Dan Waber, in an impressive show of technical mastery along with a soupçon or more of Oulipian spirit, has put together a solid little booklet examining the sexavigesimal structure of our written language. What he does is this: he names each boy with each letter of the alphabet in sequence, creates a simple drawing of a boy's face out of the appropriate letter of the alphabet and a few squiggles of the pen, then he writes a four- or five-line and twenty-six-word light-verse poem about that boy.

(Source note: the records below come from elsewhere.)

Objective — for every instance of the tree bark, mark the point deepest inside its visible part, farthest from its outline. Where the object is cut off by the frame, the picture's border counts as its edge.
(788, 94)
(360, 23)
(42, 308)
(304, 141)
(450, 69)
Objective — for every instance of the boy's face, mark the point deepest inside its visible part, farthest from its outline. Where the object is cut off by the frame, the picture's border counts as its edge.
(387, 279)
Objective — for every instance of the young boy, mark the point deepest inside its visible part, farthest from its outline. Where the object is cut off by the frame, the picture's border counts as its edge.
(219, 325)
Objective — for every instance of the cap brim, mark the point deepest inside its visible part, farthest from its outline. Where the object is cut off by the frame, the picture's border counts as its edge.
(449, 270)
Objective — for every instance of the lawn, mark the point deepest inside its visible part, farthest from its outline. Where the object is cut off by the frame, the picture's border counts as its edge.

To make this more difficult is the point of each poem: to begin each word in the sexagesimal series with a different letter of the alphabet, each letter presented in alphabetical order. So Adam's poem starts "Adam builds computers," ending with "zippers," and Oliver's begins with "Oliver Plays Quiet Riot," going to the end of the alphabet and around, ending with "now."

Dan even continues the fun into his "A Bio" and to the back-cover blurb, which goes like this:

All boys come disguised, especially from girls.
Here is juicy knowledge, lessons maybe no one
previously quilled. Relax, sit tight,
uncover villains while x-raying y-chromosome zone.

Most remarkable of all, is that these little stanzas still make literal sense!